ファリスが欲しかった。最初からそれしかなかった。
だけど俺がそう言うことで、ファリスに苦痛を与えてしまうとわかってしまったから、たとえ本気に取られないとしても、最後だろうとも、もう口にはできない。
この想いは、残せない。
「何も、ないんだよ」
今ここで、本当は叫びたい。
俺の気持ちや俺の想いを――告げてもいい資格が欲しい。
好きだと言えば、喜んでもらえる相手になりたかった。
どうして、あんたの運命の相手が俺じゃないんだろう。一度くらい、名を呼んで欲しかった。
「あ、一つあった」
「なんだ」
「俺がいま身につけてるものってさ、あんたのことだからわかってると思うけど、全部アリヤのなんだ」
俺が言うまでそこに気が回っていなかったらしく、シュナはさっと俺を上から下まで見た。何か見覚えのあるものでもあったのか、ぐっと眉間に皺が寄る。
「なんでまた」
「いや、だって。
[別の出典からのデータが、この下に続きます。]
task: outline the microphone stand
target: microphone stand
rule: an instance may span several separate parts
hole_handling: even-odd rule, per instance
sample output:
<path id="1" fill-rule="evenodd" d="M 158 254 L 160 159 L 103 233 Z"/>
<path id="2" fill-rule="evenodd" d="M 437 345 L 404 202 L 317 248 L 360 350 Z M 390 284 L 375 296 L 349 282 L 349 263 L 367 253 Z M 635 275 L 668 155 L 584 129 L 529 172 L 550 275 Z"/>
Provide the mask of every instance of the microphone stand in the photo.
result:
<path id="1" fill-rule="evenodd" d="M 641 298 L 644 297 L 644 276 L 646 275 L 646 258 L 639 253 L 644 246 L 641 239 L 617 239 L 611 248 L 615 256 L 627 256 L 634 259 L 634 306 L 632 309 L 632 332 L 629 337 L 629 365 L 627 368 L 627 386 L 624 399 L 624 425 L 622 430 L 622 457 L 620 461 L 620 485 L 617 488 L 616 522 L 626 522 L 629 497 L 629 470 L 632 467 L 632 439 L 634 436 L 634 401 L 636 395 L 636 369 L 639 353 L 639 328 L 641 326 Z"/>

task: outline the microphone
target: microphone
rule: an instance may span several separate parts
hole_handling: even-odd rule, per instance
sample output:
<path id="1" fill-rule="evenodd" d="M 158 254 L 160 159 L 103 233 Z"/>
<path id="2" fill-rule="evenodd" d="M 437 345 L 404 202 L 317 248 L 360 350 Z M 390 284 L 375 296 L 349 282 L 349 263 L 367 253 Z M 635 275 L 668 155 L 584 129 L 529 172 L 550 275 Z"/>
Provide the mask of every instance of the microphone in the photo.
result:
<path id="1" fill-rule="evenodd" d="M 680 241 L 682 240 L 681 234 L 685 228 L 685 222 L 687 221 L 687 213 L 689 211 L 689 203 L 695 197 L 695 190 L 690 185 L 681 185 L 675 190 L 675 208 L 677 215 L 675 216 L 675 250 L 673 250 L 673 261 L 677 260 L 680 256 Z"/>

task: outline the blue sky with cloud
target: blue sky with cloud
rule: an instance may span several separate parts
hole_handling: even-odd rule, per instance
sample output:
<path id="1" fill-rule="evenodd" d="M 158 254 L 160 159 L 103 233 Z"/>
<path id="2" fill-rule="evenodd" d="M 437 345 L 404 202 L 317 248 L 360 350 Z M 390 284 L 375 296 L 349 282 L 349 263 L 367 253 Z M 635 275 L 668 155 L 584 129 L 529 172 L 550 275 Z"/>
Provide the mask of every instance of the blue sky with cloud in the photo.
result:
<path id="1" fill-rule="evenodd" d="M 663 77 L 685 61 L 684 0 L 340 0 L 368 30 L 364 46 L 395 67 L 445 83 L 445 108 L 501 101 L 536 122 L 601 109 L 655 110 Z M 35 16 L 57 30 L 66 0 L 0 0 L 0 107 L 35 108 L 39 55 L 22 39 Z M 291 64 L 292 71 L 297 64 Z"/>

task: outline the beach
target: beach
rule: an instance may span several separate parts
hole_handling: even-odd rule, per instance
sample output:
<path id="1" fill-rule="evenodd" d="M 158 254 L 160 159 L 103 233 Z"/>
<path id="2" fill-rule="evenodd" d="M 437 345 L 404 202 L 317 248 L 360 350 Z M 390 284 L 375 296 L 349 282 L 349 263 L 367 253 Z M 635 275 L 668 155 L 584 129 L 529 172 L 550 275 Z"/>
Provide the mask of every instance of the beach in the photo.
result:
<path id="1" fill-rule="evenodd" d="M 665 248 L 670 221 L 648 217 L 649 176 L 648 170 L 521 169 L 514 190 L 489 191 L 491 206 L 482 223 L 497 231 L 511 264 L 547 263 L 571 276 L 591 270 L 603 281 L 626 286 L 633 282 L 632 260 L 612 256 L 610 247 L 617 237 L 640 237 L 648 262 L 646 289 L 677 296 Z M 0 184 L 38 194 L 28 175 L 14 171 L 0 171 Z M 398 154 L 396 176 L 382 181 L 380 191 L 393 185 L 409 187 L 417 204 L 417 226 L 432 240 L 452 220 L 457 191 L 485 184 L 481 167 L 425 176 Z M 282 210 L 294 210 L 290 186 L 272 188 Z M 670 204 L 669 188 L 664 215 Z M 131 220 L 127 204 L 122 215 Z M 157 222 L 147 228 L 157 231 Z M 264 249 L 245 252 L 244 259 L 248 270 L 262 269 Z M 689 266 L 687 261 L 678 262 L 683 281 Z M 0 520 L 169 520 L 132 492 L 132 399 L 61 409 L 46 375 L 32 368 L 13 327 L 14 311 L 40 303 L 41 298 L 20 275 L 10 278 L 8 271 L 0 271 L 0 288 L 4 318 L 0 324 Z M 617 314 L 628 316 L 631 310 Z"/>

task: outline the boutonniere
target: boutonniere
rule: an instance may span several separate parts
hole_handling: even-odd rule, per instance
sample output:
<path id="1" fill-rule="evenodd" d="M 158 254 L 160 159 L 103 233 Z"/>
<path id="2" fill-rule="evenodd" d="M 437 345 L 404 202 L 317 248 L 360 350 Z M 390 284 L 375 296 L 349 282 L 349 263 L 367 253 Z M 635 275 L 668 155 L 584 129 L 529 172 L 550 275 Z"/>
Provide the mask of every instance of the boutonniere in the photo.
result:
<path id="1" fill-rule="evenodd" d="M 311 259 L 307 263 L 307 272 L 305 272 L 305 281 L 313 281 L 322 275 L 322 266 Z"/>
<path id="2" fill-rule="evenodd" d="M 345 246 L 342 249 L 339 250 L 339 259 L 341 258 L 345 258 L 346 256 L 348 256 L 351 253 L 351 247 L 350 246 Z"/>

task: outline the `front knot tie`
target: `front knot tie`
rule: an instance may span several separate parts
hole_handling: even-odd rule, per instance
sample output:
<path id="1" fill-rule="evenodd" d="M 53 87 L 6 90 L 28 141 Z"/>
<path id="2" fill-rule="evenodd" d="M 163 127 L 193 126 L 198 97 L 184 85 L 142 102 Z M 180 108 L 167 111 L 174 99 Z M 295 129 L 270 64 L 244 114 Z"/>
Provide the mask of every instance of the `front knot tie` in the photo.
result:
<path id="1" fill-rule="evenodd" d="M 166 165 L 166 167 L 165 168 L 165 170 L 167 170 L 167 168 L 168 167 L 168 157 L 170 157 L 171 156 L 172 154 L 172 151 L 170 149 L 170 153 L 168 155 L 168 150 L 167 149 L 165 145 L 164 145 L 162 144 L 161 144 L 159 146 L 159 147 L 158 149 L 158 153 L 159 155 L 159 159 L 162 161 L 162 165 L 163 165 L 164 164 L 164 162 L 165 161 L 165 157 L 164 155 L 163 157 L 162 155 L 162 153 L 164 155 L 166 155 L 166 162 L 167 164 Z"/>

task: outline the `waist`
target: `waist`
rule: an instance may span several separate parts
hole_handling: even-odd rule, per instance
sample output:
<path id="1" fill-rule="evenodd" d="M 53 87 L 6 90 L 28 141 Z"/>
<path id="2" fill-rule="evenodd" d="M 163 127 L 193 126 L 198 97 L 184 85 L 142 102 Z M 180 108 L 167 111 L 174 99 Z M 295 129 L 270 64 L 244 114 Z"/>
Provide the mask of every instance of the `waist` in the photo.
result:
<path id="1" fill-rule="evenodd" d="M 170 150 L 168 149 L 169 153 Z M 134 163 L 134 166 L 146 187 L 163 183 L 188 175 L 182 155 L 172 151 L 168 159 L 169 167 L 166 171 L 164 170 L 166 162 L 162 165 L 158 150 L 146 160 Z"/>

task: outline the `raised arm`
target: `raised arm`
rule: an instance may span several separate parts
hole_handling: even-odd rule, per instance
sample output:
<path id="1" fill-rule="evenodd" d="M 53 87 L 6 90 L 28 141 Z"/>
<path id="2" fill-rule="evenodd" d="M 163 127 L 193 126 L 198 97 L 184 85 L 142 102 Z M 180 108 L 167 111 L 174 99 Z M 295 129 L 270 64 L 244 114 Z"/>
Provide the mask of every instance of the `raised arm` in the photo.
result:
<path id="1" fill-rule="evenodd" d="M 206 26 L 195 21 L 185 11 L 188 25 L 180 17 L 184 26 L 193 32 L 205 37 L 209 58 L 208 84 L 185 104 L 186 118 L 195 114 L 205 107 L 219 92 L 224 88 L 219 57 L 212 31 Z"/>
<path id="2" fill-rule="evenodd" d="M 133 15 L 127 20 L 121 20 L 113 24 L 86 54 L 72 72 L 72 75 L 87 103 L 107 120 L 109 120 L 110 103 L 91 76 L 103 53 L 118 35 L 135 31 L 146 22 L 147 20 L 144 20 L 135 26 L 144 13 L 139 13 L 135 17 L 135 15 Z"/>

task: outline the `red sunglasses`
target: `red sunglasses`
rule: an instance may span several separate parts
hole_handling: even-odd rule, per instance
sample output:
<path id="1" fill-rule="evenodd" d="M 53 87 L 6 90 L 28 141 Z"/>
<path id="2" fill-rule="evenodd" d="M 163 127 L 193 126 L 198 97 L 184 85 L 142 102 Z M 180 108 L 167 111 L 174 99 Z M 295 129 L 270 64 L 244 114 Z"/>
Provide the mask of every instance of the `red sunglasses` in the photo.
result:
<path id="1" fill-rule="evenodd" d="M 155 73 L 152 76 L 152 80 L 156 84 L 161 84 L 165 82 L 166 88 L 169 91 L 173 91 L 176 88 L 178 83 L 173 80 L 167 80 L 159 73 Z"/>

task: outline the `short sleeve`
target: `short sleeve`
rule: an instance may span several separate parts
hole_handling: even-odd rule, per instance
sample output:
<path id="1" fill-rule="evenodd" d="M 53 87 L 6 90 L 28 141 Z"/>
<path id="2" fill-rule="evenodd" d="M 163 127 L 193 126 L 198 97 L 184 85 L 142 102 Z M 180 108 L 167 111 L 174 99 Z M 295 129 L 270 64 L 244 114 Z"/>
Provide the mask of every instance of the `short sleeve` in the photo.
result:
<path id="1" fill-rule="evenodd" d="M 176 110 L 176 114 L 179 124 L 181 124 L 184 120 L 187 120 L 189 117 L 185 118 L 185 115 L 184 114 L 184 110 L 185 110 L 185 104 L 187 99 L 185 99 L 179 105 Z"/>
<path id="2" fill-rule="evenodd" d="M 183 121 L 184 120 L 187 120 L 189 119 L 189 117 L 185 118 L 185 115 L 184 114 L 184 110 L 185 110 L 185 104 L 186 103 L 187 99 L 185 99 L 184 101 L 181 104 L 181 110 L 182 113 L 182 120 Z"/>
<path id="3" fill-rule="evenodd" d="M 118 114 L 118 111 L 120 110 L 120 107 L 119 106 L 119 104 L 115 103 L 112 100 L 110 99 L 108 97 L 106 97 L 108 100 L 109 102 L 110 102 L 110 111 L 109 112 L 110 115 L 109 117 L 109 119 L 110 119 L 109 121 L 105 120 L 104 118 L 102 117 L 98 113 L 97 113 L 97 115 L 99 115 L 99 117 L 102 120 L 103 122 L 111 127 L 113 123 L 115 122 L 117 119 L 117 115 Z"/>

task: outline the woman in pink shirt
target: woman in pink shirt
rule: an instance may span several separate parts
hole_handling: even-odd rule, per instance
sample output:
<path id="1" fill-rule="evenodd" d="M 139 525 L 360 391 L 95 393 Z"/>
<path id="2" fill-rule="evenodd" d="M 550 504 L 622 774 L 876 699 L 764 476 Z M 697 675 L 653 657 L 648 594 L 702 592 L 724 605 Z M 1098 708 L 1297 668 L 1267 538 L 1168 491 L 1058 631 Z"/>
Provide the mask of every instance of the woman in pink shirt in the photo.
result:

演出も必要かなと思って。この世界で通用する絶世の美貌の持ち主だったなら、ボロ布一枚でもなんとかなるんだろうけど、俺はそうもいかないだろ?」
「この世界?」
おっと口が滑った。
「美的感覚って、地域によって違うから難しいよな。一応、この格好は大丈夫だってゾラとディンは言ってくれたが、同情入ってる気がして不安なんだよな……」
「おい――」
「ああ、話が逸れたな。つまり、足りない部分を補うために、拝借したって事だよ。俺が無理矢理持ってこさせから、リドは悪くないんだ。このことで騒ぎが起きても、リドを責めないでやってくれ」
「……お前、人のことばかりだな」
苦々しい口調で指摘され、思わず目を瞬かせた。
「言われてみれば、そうだな。まあ、俺の献身的な姿なんて、滅多に見られるものじゃないから、喜んでいいぞ。貴重な瞬間に立ち会えてよかったな」
ジャダスの連中がいる方へ歩き出すと、途中で俺よりも力強く規則正しい足音に追い越される。すれ違い様、吐き捨てるように一言だけ詰られて、思わず苦笑がもれた。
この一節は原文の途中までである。